Born in 1844, Comstock grew up and went off, as did many million young men of his generation, to fight in the Civil War (he fought on the side of the Union, aka the North, which was the side against slavery, so perhaps his original intentions were good.) How he felt about this bloody conflict is unknown, but his distaste for his fellow soldiers’ bad language is on record – he found his fellow soldiers to be uncivil, and laid objections to their language with his superior officers.
Surviving the war more or less unscathed, Comstock then went off to work with the YMCA (Young Men’s Christian Association) in NY. In those days, the organisation placed a huge amount of emphasis on the Christian part of their name and weren’t the cool, fun organisation envisioned when the song of the same name plays at the club… While in New York, Comstock founded the New York Society for the Suppression of Vice (not to be confused with the completely different entity named ‘Society for the Suppression of Vice, similar though they may be). This organisation devoted itself to rooting out and eradicating what it called ‘obscenity’ and it did so with enormous success. Comstock forged connections that saw the enactment of the ‘Comstock Law’ which prevented the sending of ‘obscene’ material by postal service.
While this all sounds noble and potentially a very good thing – after all, who would not want to protect the world from nastiness and bestial practices? – it really was not. This is because his views – and those of the people he surrounded himself with – of obscenity were broad and wide, and some of the material he objected to included: some anatomy textbooks, necessary for medical students to train up into doctors; books and information sheets about birth control, contraceptive products; materials on abortions and how to perform them (or source them) safely; and information and products relating to the prevention and cure of venereal disease. Of course, his grasping investigators also seized any number of sex toys, erotic art and literature and anything and everything that their smutty minds decided was nasty, and not in a good way.

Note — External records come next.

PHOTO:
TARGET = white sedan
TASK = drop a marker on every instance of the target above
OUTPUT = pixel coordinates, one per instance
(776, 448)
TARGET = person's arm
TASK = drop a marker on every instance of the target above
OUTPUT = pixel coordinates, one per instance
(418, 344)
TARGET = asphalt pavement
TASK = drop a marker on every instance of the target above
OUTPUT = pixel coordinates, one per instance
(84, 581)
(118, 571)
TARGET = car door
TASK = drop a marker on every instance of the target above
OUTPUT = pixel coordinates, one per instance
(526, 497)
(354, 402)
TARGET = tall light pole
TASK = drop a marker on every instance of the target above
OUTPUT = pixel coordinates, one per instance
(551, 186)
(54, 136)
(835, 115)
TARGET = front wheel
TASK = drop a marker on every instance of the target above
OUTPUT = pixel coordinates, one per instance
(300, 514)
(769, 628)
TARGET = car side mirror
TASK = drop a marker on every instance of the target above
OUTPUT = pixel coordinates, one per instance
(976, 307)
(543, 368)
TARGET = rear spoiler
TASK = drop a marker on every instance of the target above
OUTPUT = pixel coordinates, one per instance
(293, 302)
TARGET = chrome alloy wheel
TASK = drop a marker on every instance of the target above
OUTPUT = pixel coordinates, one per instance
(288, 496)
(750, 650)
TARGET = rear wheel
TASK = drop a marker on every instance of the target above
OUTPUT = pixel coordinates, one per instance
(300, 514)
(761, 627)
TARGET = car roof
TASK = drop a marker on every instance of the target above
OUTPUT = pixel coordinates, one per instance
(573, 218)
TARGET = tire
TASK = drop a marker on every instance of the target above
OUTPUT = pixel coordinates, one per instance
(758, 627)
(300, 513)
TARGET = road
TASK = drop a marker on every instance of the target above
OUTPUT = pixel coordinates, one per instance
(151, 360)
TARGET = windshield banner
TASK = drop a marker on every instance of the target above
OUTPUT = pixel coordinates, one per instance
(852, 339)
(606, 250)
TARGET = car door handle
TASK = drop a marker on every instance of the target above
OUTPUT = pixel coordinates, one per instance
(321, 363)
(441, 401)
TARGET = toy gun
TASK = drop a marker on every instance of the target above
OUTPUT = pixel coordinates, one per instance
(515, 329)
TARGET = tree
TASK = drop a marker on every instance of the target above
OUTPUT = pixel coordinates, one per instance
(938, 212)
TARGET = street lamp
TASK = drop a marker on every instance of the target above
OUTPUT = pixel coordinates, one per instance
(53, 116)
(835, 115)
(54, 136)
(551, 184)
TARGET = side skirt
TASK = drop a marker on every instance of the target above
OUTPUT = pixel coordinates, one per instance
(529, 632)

If you are preparing to dismiss Comstock as a prudish nutter who was, at heart, quite harmless, banish the thought! Comstock openly drove, and was loudly proud of doing so, up to 15 people to suicide – mainly women for whom he had removed their last hopes, or those who worked tirelessly to save the lives of women for whom giving birth would have been dangerous. He was also proud of the fact that he was responsible for causing over 4,000 arrests.
So if you ever wonder why the US seems to be as prudish in some matters as a 1920s virgin aunt, now you know – you can thank Anthony Comstock for setting art and literature, contraception, and women’s sexual health in the USA back almost a century.